D'accord: il ne s'agit pas d'une œuvre majeure de Ridley Scott. D'accord: le réalisateur était dans sa période que l'on pourrait nommer «de jeunesse» (qui pourtant nous a aussi offert quelques films exceptionnels). D'accord: c'est «cheesy» à souhait, kitch, mièvre, tout ce que vous voulez. D'accord: l'esthétisme est profondément ancré dans les années '80 et ça n'a pas très bien vieilli. D'accord: la version américaine a été rendue encore plus insipide par le remplacement de la musique de Jerry Goldmsith avec celle de Tangerine Dreams. Enfin, d'accord: au mieux on peut placer se film dans la catégorie «Série B», et encore, on est gentil...
... Et pourtant. Et pourtant quelque-chose fait que «Legend» est un film auquel on finit par revenir: peut-être pas tous les mois, peut-être même pas toutes les années, mais on s'y attache tout de même. Lorsque la question s'est posée, nous n'avions pas hésité une seconde: oui, il entre dans notre cinémathèque, même s'il ne rejoindra pas l'étagère des grands classiques usés jusqu'à l'électron à force d'être vus et revus.
Qu'est-ce qui fait que «Legend» soit ainsi devenu un de ces films «si mauvais qu'ils en deviennent bon», autrement dit un (très modeste) culte? L'âge auquel nous l'avons vu, certainement, car à l'époque ni son montage démoli à la hache (une erreur admise par Ridley Scott lui-même) ni les conséquences de sa production tourmentée, si visibles dans le film, ni la présence d'un acteur que j'abhorre autrement (Tom Cruise pour ne pas le nommer) n'ont empêche un sens d'émerveillement et de fascination. Si l'on se replonge dans la moitié des Années '80, en effet, de tels films représentaient alors un certain sommet de ce qui se faisait dans le fantastique. Les passionné-es du genre et adeptes des effets spéciaux en avaient donc de quoi se mettre plein les mirettes.
Mais deux aspects de «Legend» ont certainement contribué au fait que, contrairement à tant d'autres films du même genre et de la même époque, il est encore regardable et regardé aujourd'hui, fût-ce avec un léger sens de culpabilité. D'une part, son esthétique: Ridley Scott a souvent affirmé avoir «un très bon œil», et si ce manque de modestie peut surprendre de la part d'un Britannique, il en reste pas moins le fait qu'il a parfaitement raison. Le réalisateur aux 5 films parfaits (à ce jour) a en effet un très, très bon œil et la photographie nous offre des compositions sublimes par moments. Si elles restent marquées par les Années '80, est-ce pour autant un mal?

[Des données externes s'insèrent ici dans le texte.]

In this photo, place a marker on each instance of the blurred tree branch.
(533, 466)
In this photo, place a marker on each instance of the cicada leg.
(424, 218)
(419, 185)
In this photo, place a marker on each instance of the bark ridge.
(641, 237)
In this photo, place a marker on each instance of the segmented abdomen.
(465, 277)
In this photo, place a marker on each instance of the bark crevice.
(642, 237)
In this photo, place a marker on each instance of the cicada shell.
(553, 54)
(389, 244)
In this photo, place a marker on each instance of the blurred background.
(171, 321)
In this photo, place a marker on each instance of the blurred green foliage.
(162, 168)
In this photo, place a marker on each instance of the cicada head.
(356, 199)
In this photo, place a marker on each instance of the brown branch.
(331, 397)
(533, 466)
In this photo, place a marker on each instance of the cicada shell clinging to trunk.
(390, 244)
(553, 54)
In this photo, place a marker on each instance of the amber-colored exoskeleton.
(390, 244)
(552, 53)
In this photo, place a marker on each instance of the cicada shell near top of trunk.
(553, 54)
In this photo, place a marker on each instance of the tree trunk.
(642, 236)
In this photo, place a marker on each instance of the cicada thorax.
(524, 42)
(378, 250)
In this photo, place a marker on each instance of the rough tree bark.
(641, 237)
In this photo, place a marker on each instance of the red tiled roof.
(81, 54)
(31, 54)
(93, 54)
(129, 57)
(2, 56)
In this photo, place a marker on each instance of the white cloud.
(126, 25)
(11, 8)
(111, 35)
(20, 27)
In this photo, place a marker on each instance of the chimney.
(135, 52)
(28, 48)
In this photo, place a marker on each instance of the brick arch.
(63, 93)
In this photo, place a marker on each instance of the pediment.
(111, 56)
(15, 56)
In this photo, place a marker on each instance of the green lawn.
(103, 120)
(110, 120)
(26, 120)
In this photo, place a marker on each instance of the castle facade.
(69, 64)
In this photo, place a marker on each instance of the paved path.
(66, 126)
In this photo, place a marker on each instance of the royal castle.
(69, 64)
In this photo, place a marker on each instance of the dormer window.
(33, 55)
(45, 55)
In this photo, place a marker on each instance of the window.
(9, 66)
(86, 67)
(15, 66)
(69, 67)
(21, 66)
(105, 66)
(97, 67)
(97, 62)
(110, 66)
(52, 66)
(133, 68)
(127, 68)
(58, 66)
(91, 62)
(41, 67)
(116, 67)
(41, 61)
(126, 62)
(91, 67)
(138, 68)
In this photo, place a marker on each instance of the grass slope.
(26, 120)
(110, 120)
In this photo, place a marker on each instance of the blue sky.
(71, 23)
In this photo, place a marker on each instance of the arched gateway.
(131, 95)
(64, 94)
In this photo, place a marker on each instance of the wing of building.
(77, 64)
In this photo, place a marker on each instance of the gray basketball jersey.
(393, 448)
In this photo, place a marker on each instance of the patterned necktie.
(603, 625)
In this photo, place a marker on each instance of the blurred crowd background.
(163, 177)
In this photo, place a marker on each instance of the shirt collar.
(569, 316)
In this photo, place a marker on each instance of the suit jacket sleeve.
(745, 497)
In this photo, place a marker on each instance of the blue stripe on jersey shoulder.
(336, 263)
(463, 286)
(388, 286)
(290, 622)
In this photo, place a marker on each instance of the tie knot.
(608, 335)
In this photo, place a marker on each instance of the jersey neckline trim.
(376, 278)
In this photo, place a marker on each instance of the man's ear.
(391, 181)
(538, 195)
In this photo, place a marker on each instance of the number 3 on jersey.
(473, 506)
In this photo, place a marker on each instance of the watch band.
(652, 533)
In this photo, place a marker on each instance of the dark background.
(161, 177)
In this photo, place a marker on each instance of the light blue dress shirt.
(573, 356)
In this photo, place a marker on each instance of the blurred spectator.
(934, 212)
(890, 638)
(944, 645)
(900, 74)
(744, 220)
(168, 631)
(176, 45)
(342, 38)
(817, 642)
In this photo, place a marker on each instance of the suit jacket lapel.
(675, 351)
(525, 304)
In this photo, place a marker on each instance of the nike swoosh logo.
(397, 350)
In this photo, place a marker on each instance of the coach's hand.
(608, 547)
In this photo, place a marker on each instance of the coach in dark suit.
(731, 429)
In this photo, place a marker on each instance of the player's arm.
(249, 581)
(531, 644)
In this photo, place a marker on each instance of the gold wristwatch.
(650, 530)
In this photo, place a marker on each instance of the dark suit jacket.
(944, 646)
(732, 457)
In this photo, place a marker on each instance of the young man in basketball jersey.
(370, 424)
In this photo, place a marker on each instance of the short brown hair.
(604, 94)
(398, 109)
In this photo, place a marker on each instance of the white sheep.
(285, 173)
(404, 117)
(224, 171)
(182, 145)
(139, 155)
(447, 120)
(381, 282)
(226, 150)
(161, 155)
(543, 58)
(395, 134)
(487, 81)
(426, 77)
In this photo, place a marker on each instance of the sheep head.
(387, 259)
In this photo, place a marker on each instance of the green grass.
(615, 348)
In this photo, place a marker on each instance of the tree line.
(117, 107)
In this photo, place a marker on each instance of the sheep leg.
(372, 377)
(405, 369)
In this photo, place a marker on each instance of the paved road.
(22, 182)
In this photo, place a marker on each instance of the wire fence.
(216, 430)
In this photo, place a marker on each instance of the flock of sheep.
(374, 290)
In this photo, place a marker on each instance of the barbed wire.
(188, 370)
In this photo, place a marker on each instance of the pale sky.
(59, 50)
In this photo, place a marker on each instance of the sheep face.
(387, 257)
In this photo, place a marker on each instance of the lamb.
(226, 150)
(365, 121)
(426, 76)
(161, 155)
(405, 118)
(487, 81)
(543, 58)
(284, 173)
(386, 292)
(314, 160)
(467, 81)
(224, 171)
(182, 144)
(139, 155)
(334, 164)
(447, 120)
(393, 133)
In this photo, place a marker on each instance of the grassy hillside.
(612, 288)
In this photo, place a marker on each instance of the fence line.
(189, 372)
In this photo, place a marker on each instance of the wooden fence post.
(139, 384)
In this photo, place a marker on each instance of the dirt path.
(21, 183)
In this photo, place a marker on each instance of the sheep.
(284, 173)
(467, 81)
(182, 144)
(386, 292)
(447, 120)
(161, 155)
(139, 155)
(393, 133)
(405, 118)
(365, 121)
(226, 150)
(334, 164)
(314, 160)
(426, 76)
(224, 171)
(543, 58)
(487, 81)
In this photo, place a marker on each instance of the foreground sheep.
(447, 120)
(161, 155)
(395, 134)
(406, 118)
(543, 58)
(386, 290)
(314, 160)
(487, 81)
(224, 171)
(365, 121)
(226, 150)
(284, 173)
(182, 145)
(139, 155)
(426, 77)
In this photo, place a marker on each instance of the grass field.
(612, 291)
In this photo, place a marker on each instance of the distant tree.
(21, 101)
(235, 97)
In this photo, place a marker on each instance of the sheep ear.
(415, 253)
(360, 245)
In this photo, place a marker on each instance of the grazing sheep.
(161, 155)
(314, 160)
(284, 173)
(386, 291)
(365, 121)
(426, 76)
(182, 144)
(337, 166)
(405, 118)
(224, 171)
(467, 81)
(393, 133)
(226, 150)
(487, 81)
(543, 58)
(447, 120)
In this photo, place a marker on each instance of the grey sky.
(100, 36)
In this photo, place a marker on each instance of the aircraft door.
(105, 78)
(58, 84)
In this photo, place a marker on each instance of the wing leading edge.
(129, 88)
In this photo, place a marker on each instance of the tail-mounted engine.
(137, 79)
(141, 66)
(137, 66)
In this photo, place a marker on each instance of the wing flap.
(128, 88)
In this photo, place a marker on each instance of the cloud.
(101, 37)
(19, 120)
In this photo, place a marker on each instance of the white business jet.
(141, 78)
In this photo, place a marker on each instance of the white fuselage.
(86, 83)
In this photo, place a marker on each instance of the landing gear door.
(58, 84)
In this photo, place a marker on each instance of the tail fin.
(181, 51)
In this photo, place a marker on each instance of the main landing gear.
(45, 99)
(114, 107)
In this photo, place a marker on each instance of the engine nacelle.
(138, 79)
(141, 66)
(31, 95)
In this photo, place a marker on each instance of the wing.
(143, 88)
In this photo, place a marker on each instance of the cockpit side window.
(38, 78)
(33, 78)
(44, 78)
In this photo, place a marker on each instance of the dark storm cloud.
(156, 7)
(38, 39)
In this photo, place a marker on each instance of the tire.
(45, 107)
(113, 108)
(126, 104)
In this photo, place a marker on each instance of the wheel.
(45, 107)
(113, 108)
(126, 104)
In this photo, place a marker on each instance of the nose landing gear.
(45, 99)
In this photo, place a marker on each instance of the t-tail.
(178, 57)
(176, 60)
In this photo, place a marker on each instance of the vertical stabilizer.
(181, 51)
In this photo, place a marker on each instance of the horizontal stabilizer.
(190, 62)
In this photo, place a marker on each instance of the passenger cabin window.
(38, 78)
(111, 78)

D'autre part, l'élément central qui a maintenu «Legend» hors de l'oubli ce dernier quart de siècle ce n'est ni l'histoire, assez légère, ni les acteurs principaux, plutôt blets, mais bel et bien le méchant de l'histoire. Darkness, le démon superbement interprété par Tim Curry, est dès son apparition un personnage inoubliable, et il reste une référence visuelle à ce jour pour tout diable qui se voudrait digne d'un minimum de respect au cinéma ou sur scène.
Ce qui ne fait que confirmer ma théorie: c'est souvent le personnage du méchant qui peut faire ou défaire un film. D'ailleurs, j'avais initialement attribué 5 étoiles au film: c'est en repensant à Darkness, et seulement à lui, que j'en ai ajouté une sixième.